Much of the media coverage has been a destructive force in this process. The US News and World Report rankings - eagerly awaited by parents each year - have helped colleges to create an aura of even greater elusiveness. Relying on input statistics such as average test scores and acceptance rates as major components in their rankings, they have induced colleges to seek more and more applicants in order to simply have more to deny. These publications encourage practices bad for colleges and worse for students. High school for too many has become a time to strategize rather than to experience. Many school and independent counselors who boast of their ability to “package” students and achieve Ivy League results exacerbate this.
Recently, in a story reported by both the Washington Post and the Bergen Record, a private college counselor advised his clients that their daughter would have a better chance of admission into an Ivy League school if they moved to another town and entered her in a local beauty pageant. They followed his advice. The result: their daughter was accepted at Yale. This kind of coverage reinforces the idea that drastic measures are necessary and justified to attain admission to highly selective institutions. One can only wonder what people will resort to next. Can we expect to see “Extreme Makeover” High School Senior Edition?

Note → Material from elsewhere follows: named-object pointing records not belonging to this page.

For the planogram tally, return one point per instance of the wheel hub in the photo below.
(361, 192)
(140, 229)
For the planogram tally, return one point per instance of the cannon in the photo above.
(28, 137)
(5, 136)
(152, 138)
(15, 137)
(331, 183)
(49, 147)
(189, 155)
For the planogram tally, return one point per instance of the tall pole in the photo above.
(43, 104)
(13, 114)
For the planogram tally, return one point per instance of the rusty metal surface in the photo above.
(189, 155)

Newsweek Magazine has come up with the “brilliant” idea of ranking high schools by the number of Advanced Placement (AP) tests taken per student, stating in the publication: “It's one of the best measures available to compare a wide range of students' readiness for higher-level work”. Never mind that numerous studies have come to the opposite conclusion: while student performance on AP examinations is strongly related to college performance, merely taking AP or other honors-level courses in high school is not a valid indicator of the likelihood that students will perform well in college. But to rank high schools by only the number of AP tests taken is a gross and highly misleading statistic. It is also damaging, an inducement for schools to offer AP courses no matter the quality of the students or the teaching. Like the college rankings have done to the colleges, this is one more attempt by the media to have the tail wag the dog.
The repositioning of higher education in the public mind as the ultimate goal of status gained by association is not merely observed by the press, but is actively promoted by it. More and more unscientific “rating” systems are published and represented as valid means of judging success and failure. As snake oil salesmen for higher education, many in the media have knowingly engaged in sensationalism at the expense of our children. Pseudoscientific instant rankings and eye-catching stories are the substitutes for well-reasoned and well-researched writings.
Many in the media have abrogated their responsibility to give clarity to this process. “Fear, anxiety, myth, secrecy, false precision, hype and educational irrationality characterize the admissions landscape,” notes Lloyd Thacker in College Unranked. “The way the media is shaping our perspective about this critical life transition is simply wrong and misinformed and very few voices have emerged to put the brakes on this runaway train.” Students and their parents will continue to game the system for, in the view they get from the media, that is the only choice they believe they have. Thacker concludes: “The stewardship of student needs has been forsaken.”